Hoosier Energy: Powering Possibilities

Since kicking off the Electrify Indiana conference three years ago, Hoosier Energy and its 18-member distribution systems have been actively identifying how co-ops can bring the benefits of emerging technologies to their communities. Collectively, Hoosier Energy’s members serve more than 760,000 consumers in central and southern Indiana and southeastern Illinois.

Low and carbon-free energy solutions, energy efficiency programs and near-term renewable energy projects are all part of the G&T’s updated strategic priorities and long-range resource plan to help members and their consumers reduce emissions and meet clean energy goals.

“While conservation is always a good thing, beneficial electrification takes the idea one step farther,” said Kleaving. “Reducing greenhouse gas emissions through energy consumption, as well as conservation, speaks volumes to today’s consumer.”

Traditional demand side management and energy efficiency programs are making way for projects that reward “smart grid” efficiencies through use of new commercial lighting, HVAC, thermostat or heat-pump technologies. Several beneficial electrification pilots have evolved into expanding programs. Others are showing promise for scaled-up programs that can offer innovative economic development opportunities for the agriculture, transportation and manufacturing industries that support the economic vitality of member cooperative communities.
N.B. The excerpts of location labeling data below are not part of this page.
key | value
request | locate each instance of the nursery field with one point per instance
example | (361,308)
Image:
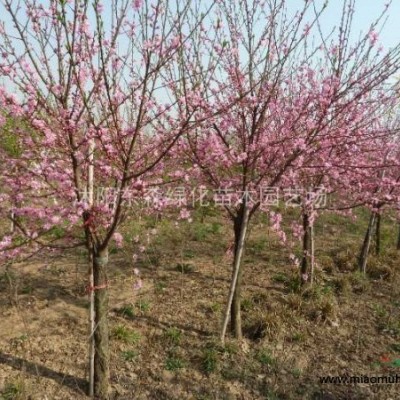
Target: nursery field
(164,337)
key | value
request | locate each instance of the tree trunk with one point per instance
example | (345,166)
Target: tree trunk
(236,318)
(398,239)
(362,260)
(101,354)
(90,190)
(12,224)
(378,235)
(233,306)
(304,271)
(312,247)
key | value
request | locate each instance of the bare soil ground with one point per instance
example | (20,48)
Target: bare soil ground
(164,337)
On a larger scale, battery storage pilots are exploring how battery packs could be used to solve critical power quality issues, optimize production of renewable energy resources or create microgrids to strengthen the reliability and resiliency of the larger interconnected power network.

Smart grid efficiencies extend to commercial lighting, with wide-ranging applications for agribusiness. (Photo: Chris Johnson, Hoosier Energy)

“Electrification doesn’t mean electrify everything,” noted Kleaving. “But where it makes sense, electrification can promote economic growth while reducing the carbon footprint.”

A vehicle charging project is placing direct current (DC) fast EV charging stations at strategic interstate locations that crisscross the southern half of Indiana, a major supply chain corridor. The effort is part of the Indiana Volkswagen Environmental Mitigation Trust Fund program that is installing at least 61 DC fast electric vehicle charging stations across the state by December 2023.

Another initiative is looking at waste-heat technologies for the poultry industry, which contributes more than $12 billion to Indiana’s total economic activity and employs more than 12,000 Hoosiers. This pilot program is now in its second year and already showing promise for greater flock health and food safety.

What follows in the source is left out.